As I understand, you maintain some experience replay which contains state transition information. At each step, you select an action from the input environment:

defn select_action(model, params, step, observation) do
  random = Nx.random_uniform({})
  # Epsilon greedy
  eps = (@eps_end + (@eps_start - @eps_end)) * Nx.exp(-1.0 * step / @eps_decay)
  if eps > @threshold do
    # Take model action (exploit)
    model
    |> Axon.predict(params, observation, mode: :inference)
    |> Nx.reduce_max()
    |> Nx.reshape({1, 1})
  else
    # Take random action (explore)
    Nx.random_uniform({1, 1}, 0, @n_actions, type: {:u, 64})
  end 
end

Okay so now we have a function which selects actions, our next step would be to define an optimization step, you can do this more granule with the optimization API itself, but it’s more verbose. This will create a single update function which updates model and optimization parameters behind the scenes.
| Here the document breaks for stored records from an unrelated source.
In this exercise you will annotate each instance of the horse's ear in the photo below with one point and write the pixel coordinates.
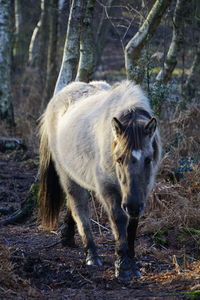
(150, 127)
(117, 127)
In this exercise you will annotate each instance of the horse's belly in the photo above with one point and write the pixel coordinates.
(75, 156)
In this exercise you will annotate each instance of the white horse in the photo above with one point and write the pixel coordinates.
(94, 137)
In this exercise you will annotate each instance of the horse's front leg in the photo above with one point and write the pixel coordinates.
(119, 224)
(131, 235)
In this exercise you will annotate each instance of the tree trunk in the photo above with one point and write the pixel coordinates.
(39, 43)
(177, 40)
(136, 44)
(18, 49)
(102, 30)
(6, 108)
(87, 59)
(52, 52)
(194, 76)
(71, 49)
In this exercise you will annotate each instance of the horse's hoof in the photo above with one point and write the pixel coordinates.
(123, 275)
(68, 242)
(136, 269)
(123, 269)
(93, 261)
(137, 274)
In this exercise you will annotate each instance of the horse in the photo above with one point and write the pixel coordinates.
(101, 139)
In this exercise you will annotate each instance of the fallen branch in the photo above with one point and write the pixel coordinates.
(27, 208)
(8, 143)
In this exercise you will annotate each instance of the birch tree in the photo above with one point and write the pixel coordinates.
(39, 41)
(18, 49)
(51, 72)
(134, 47)
(87, 58)
(71, 49)
(6, 107)
(177, 41)
(194, 76)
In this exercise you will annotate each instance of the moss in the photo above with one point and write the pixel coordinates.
(193, 295)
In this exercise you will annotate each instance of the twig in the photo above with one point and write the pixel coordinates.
(100, 225)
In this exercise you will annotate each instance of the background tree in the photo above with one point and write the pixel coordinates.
(6, 107)
(177, 41)
(136, 44)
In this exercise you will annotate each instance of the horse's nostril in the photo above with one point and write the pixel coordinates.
(133, 210)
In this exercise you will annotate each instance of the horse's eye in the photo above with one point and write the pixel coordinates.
(119, 160)
(133, 159)
(148, 160)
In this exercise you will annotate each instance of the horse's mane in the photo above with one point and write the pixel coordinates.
(133, 121)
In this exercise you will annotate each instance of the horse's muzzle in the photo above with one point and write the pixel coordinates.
(133, 210)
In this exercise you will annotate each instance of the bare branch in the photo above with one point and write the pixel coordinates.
(87, 46)
(71, 49)
(176, 43)
(136, 44)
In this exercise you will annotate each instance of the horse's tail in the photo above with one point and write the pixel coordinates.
(50, 191)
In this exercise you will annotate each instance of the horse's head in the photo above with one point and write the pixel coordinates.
(134, 156)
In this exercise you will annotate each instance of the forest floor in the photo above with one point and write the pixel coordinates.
(34, 264)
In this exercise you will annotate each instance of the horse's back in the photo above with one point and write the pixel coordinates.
(80, 125)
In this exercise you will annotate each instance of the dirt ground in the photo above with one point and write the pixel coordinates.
(51, 271)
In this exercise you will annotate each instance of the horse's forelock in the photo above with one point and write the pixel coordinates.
(134, 133)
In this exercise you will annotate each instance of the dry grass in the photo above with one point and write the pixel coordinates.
(176, 201)
(11, 285)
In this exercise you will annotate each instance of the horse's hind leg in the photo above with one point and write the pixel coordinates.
(78, 202)
(68, 230)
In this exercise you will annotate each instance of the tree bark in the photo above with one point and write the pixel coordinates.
(87, 59)
(18, 49)
(71, 49)
(102, 30)
(177, 40)
(52, 51)
(6, 107)
(39, 42)
(136, 44)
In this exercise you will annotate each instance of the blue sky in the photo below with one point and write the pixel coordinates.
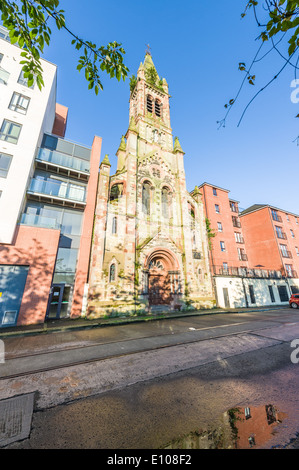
(196, 46)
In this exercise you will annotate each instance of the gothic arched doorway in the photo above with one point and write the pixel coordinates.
(163, 277)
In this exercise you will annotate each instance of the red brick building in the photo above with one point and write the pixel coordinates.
(254, 254)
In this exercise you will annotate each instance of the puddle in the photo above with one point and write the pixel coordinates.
(238, 428)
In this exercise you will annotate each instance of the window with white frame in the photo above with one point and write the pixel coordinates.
(222, 246)
(5, 161)
(114, 225)
(225, 267)
(10, 131)
(19, 103)
(24, 81)
(238, 237)
(4, 76)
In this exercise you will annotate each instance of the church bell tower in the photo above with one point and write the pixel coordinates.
(150, 247)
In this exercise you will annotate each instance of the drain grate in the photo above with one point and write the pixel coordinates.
(15, 418)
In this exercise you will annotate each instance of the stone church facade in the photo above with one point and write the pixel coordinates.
(150, 246)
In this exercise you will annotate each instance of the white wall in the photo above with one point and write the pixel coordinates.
(34, 124)
(236, 286)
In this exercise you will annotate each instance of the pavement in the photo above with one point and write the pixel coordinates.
(68, 367)
(67, 324)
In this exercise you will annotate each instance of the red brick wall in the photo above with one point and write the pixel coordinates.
(261, 244)
(37, 248)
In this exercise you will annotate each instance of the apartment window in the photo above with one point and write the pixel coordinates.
(280, 233)
(4, 76)
(19, 103)
(10, 131)
(5, 161)
(233, 207)
(242, 255)
(284, 251)
(222, 246)
(158, 108)
(225, 267)
(236, 222)
(149, 104)
(112, 273)
(251, 293)
(289, 270)
(24, 81)
(275, 216)
(238, 237)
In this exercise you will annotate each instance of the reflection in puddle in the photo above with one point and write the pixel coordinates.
(239, 428)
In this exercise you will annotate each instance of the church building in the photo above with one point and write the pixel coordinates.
(150, 245)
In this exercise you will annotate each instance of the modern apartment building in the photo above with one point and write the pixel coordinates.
(48, 188)
(254, 256)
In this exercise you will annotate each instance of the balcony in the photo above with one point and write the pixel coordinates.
(4, 76)
(247, 272)
(292, 274)
(63, 164)
(281, 235)
(57, 192)
(276, 217)
(236, 223)
(39, 221)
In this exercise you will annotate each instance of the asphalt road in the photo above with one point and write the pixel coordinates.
(143, 386)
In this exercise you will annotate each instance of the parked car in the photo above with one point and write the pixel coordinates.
(294, 301)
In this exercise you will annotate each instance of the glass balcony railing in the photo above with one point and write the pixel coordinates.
(59, 189)
(39, 221)
(57, 158)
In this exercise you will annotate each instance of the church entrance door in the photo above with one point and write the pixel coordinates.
(161, 265)
(159, 289)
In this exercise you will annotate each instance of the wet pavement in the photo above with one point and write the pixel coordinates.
(159, 384)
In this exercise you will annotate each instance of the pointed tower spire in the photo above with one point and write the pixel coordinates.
(177, 146)
(132, 125)
(122, 145)
(106, 161)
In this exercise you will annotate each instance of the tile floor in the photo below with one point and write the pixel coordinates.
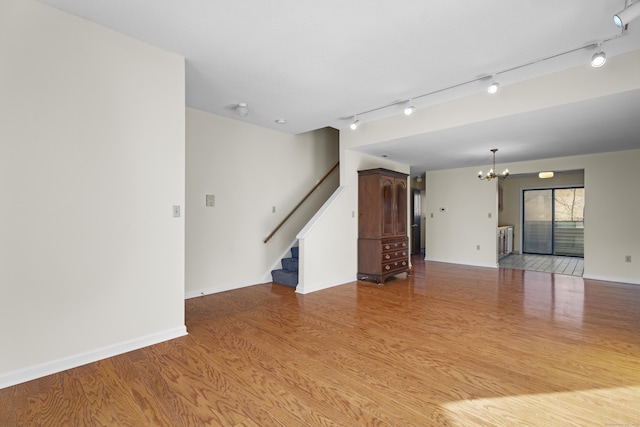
(573, 266)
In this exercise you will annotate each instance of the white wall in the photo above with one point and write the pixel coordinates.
(462, 215)
(91, 162)
(250, 170)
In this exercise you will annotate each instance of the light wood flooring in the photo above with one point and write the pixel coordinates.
(550, 263)
(450, 345)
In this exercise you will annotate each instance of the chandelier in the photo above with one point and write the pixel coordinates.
(491, 174)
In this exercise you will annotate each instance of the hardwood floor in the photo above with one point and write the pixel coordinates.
(550, 263)
(449, 345)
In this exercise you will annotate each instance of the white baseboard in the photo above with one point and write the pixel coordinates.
(59, 365)
(626, 280)
(224, 288)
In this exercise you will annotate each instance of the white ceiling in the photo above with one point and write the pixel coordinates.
(316, 64)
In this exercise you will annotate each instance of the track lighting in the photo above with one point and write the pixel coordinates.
(355, 123)
(242, 109)
(629, 14)
(494, 86)
(409, 108)
(599, 58)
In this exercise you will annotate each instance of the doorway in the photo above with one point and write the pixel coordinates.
(416, 220)
(553, 221)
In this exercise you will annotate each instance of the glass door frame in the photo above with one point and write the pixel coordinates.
(552, 187)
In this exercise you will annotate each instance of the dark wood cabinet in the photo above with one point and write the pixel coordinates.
(383, 245)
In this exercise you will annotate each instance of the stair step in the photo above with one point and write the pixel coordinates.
(284, 277)
(290, 264)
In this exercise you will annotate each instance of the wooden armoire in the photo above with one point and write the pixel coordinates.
(383, 245)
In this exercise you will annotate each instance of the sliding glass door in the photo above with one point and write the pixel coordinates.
(553, 221)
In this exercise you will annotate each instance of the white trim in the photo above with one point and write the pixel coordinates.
(218, 289)
(622, 280)
(324, 208)
(59, 365)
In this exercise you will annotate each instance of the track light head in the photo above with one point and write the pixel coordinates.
(621, 19)
(242, 109)
(598, 59)
(408, 110)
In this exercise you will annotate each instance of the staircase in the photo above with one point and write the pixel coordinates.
(288, 274)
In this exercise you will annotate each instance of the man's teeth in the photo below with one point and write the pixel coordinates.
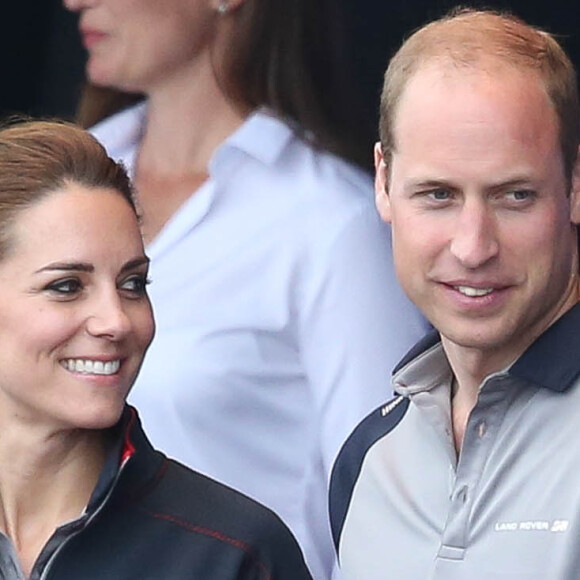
(92, 367)
(469, 291)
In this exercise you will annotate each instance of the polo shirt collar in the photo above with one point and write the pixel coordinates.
(552, 361)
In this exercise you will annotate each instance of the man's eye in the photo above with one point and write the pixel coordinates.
(439, 194)
(135, 284)
(66, 287)
(520, 194)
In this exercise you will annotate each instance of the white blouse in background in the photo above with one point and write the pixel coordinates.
(279, 320)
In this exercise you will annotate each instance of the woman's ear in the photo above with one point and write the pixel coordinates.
(382, 200)
(222, 7)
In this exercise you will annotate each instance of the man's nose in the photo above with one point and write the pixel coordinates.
(76, 5)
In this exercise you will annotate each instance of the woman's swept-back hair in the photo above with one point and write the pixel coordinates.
(40, 157)
(468, 38)
(288, 56)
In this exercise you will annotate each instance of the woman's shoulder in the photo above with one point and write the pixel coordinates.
(215, 517)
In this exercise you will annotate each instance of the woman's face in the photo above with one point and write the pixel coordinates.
(75, 319)
(135, 45)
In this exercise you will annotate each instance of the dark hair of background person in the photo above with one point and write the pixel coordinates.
(289, 56)
(39, 157)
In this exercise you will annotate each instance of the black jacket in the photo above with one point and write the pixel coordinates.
(161, 521)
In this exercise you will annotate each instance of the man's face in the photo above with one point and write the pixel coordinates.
(483, 232)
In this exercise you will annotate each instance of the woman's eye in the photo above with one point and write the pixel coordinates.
(135, 284)
(65, 287)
Assuming you have a step state with train_state as fields:

defn optimization_step(step_fn, train_state, sampled_experiences) do
  sampled_observations = sampled_experiences[:observations]
  expected_state_action_values = get_expected_values(sampled_experiences)
  # Train step, assuming you optimize model to predict Q
  step_fn.(step_state[:train_state], {sampled_observations, expected_state_action_values})
end

Now you need to combine these into an actual step that loop recognizes, notice this doesn’t need to be defn, and in this case it shouldn’t be because we need to do some things off the device:

def step(state, obs, model, train_step) do
  # Do whatever you need to do to get an observation from environment,
  # if environment is a process, you can store it in the train_state, here I assume
  # that `obs` which is essentially batch equates to querying the environment for 
  # something specific
  obs = get_observation(obs, state[:env])
  # Select action based on environment/observation
  action = select_action(model, state[:train_state][:params], state[:train_state][:i], obs)
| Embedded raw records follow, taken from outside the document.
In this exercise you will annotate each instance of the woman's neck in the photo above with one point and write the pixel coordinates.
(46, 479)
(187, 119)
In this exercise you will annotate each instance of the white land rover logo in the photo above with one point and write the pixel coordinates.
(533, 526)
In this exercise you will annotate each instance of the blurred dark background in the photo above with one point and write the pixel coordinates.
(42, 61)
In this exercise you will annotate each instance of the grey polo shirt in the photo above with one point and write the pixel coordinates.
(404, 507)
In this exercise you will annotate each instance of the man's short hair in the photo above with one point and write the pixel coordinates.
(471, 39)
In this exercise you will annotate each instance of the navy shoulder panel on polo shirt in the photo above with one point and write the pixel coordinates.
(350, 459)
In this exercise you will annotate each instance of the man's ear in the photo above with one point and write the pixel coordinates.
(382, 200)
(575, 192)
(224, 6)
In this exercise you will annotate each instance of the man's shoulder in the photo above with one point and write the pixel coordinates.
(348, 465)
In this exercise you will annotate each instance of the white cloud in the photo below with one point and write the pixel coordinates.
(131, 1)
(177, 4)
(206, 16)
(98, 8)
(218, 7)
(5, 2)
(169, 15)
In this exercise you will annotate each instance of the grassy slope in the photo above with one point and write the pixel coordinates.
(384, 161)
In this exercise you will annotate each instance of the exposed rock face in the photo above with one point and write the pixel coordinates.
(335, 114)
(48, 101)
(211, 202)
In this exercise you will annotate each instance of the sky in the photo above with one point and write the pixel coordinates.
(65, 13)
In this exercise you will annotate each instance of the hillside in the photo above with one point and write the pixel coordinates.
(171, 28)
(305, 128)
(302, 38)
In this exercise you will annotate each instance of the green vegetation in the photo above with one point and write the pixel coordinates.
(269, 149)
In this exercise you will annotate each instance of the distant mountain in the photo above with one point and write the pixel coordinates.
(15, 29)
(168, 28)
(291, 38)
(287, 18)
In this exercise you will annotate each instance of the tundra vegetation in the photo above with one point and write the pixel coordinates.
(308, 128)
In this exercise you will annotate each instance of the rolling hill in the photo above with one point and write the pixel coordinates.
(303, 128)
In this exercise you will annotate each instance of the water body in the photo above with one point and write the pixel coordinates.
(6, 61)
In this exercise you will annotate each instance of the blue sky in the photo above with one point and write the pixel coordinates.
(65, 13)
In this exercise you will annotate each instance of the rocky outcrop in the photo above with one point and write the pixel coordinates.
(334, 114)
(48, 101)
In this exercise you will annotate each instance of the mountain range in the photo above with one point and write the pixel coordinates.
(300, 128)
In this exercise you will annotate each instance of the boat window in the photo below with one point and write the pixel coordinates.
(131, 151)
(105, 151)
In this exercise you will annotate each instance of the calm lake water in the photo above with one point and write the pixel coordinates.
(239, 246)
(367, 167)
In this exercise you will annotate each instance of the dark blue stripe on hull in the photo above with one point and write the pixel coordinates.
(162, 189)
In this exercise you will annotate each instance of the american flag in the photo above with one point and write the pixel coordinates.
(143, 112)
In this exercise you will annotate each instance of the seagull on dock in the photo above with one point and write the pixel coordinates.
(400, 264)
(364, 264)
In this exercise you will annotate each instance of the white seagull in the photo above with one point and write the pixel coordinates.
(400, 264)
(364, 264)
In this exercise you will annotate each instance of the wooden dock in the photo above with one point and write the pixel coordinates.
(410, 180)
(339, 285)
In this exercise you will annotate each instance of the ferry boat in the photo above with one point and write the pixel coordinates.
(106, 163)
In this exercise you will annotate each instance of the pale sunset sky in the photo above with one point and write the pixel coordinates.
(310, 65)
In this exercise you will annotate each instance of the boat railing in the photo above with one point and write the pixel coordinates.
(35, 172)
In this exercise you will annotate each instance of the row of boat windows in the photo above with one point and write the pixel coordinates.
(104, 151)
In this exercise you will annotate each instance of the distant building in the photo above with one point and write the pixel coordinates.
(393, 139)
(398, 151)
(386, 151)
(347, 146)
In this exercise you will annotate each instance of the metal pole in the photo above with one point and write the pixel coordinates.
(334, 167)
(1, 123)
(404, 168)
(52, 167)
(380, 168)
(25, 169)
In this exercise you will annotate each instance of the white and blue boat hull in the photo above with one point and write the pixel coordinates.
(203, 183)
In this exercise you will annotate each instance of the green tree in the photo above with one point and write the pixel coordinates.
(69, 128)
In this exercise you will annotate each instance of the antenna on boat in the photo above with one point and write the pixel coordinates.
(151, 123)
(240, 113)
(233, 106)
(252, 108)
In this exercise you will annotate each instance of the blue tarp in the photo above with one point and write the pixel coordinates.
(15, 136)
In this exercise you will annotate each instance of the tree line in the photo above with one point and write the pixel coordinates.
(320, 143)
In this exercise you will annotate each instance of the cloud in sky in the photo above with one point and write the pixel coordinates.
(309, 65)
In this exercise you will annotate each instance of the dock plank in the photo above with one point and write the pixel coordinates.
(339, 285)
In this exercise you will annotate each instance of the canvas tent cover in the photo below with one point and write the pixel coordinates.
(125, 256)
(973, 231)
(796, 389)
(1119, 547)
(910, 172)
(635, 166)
  # Get experience from action
  {experience, new_env} = act(action, env)
  
  # If we have enough experiences in the experience relay, then we can sample and optimize!
  new_train_state =
    if Enum.count(state[:experiences]) > @batch_size do
      optimization_step(train_step, state[:train_state], Enum.take_random(state[:experiences], @batch_size)
    else
      state[:train_state]
    end

  # Add experience to replay
  new_experiences = [experience | step_state[:experiences]
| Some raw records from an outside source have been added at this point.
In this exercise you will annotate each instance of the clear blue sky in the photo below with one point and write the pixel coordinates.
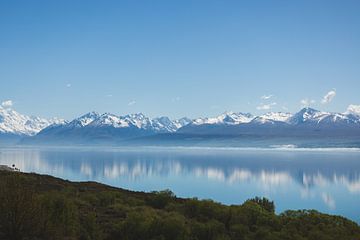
(177, 58)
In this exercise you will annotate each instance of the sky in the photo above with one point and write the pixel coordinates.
(178, 58)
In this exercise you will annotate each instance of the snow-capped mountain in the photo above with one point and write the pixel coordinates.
(94, 127)
(315, 117)
(225, 118)
(14, 123)
(272, 118)
(307, 121)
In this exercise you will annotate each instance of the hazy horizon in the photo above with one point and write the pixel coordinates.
(178, 58)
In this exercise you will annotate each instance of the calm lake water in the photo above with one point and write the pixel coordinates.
(325, 180)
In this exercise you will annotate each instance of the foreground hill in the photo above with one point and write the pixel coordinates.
(42, 207)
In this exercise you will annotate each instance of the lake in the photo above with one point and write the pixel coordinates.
(327, 180)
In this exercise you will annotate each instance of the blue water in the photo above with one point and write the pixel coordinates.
(325, 180)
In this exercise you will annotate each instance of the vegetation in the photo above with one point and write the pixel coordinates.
(42, 207)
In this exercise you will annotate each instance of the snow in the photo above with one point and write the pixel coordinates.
(15, 123)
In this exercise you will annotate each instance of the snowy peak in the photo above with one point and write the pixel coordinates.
(225, 118)
(272, 117)
(137, 121)
(309, 115)
(109, 120)
(12, 122)
(84, 120)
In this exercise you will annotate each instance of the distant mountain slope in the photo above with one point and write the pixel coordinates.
(307, 121)
(103, 128)
(107, 127)
(13, 123)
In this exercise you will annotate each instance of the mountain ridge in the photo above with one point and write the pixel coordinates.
(108, 127)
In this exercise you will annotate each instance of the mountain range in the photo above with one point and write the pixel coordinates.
(94, 127)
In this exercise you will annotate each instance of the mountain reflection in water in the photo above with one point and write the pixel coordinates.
(328, 181)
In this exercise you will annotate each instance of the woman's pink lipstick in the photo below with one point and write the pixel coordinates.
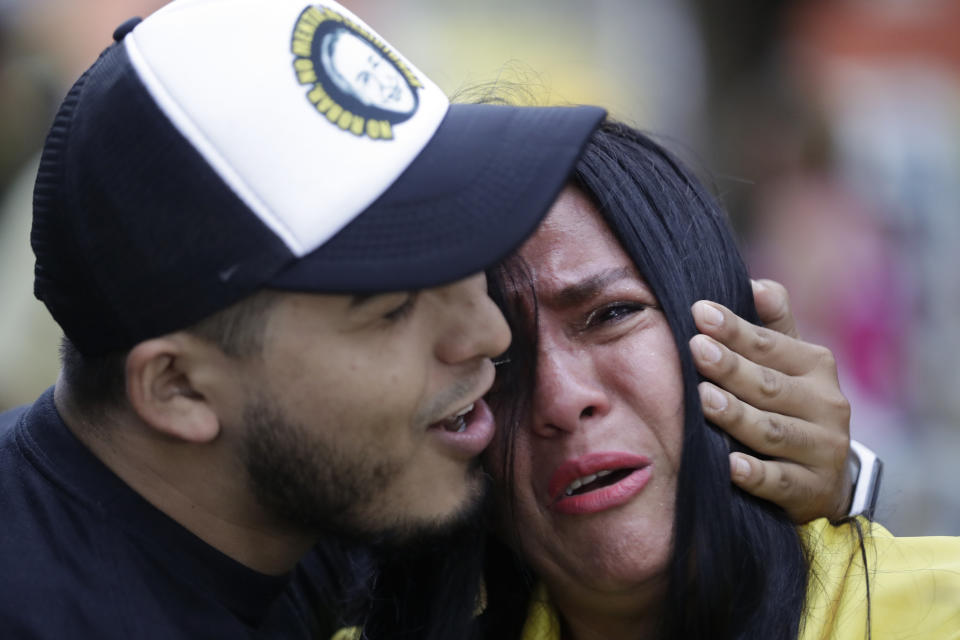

  # Return updated step state with new environment, experience replay, and train state  
  %{
    train_state: new_train_state,
    experiences: new_experiences,
    env: env
  }
end

We also need to initialize in some way:

def init(train_init, compiler) do
  fn ->
    train_state = Nx.Defn.jit(train_init, [], compiler: compiler)
    env = init_env()
    %{
      train_state: train_state,
      experiences: [],
      env: init_env
    }
  end
end

And now we can construct the loop:

# Build the Axon model
model = build_model()

# Create the train step, huber loss, rmsprop optimizer
{train_init, train_step} = Axon.Loop.train_step(model, :huber, :rmsprop)

# Build the actual loop from init and step defined above, assuming we're interacting with
# an environment that is a process or something, we just pass dummy data which equates
# to max steps per episode, if you have something more meaningful, that works
train_init
|> init(EXLA)
|> Axon.Loop.step(&step(&1, &2, model, train_step)
|> Axon.Loop.run(1..@max_steps, epochs: @max_epochs, compiler: EXLA)

This is a very rough, off the top of my head outline of how I would solve the problem. It’s hard for me to come up with a concrete solution without working through it myself. There are other ways. For example PyTorch Ignite uses event handlers in a more sophisticated way to update the model. I will put RL examples on my backlog of things to add to the repository. I am currently reworking one of my older libraries which can interact with the Arcade Learning Environment from Elixir to add some easier to work with RL examples.

I hope this helps, let me know if you have any questions!

3 Likes

Wow, that’s awesome! Thanks for such a detailed answer @seanmor5 !

I’ll start from there and keep you posted. Thanks again!